Xu et al. demonstrated white light emission by doping a blue-emitting oligomeric silsesquioxane-terminated poly(9,9-dioctylfluorene) (PFO-poss) (61) with green emitting fac-tris[2-(4′-ter-butyl)phenylpyridine]Iridium (III) [Ir(Bu-ppy)₃] and red-emitting bis-(1-phenylisoquinolyl)Iridium(III)(1-trifluoro)acetylacetonate[(Piq)₂Ir(acaF)] [114]. The electroluminescence spectrum was found changing with the concentration of the guests. The WPLED with the configuration ITO/PEDOT:PSS/PVK/PFO-poss+62+63/Ba/Al and with the doping concentrations of 0.14 wt% for 62 and 63. TheCIE coordinates of WPLED was around (0.33, 0.33). The maximum brightness achieved in the device was ~10,200 cd/m².

White light emission has also been reported by utilizing excimer or exciplex formation. Chao and co-workers reported WPLED which utilized the exciplex formation between poly(N-vinyl carbazole) PVK (64) and poly(2-dodecyl-p-phenylene) (C12O-PPP) (65) [115]. A broad EL spectrum having emission from 400 to 700 nm was observed. The exciplex emission was arising from the recombination of the electron in the lowest unoccupied molecular orbital (LUMO) of C12O-PPP and the hole in the highest occupied molecular orbital (HOMO) of carbazole groups in PVK.

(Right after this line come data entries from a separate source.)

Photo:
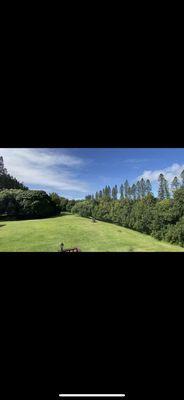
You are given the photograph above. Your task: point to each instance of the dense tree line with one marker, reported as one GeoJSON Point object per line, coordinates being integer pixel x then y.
{"type": "Point", "coordinates": [139, 190]}
{"type": "Point", "coordinates": [16, 203]}
{"type": "Point", "coordinates": [163, 219]}
{"type": "Point", "coordinates": [7, 181]}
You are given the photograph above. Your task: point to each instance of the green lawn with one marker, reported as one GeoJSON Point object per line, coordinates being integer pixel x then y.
{"type": "Point", "coordinates": [74, 231]}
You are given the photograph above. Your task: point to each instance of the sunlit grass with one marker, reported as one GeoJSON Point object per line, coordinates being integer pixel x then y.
{"type": "Point", "coordinates": [74, 231]}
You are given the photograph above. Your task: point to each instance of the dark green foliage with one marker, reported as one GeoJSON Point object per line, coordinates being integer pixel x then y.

Lee and co-workers reported white light emission from a single-layered system based on oxadiazole and phenylenevinylene copolymer having ether linkage [116]. The emission spectrum of the above was found to be composed of red and blue-green components from different species, i.e., red component originated from the new excited dimer while blue-green component from an individual lumophore and excimer. The excited dimer generated in the above system was reported to be different from excimers/exciplex, typically observed in electro- and photo-luminescence and could not be produced during these processes and could be seen only in the system under high electric field.

11 Conclusion

Herein, the various components of making an efficient OLED are discussed. We first described the electronic transitions and energy transfer processes involved in conjugated polymers. The working of different types of device architectures, their efficiencies, and the measurement that are normally made in OLEDs are also presented. The various types of materials and their functional requirements as needed in the making of multilayer OLEDs are discussed. Several categories of blue, green, red, and white light-emitting polymers have been highlighted. Conjugated polymers have established their importance for optoelectronic device applications. They give high electroluminescence efficiency in OLEDs. The improved efficiencies of these devices are facilitating the commercialization of these devices.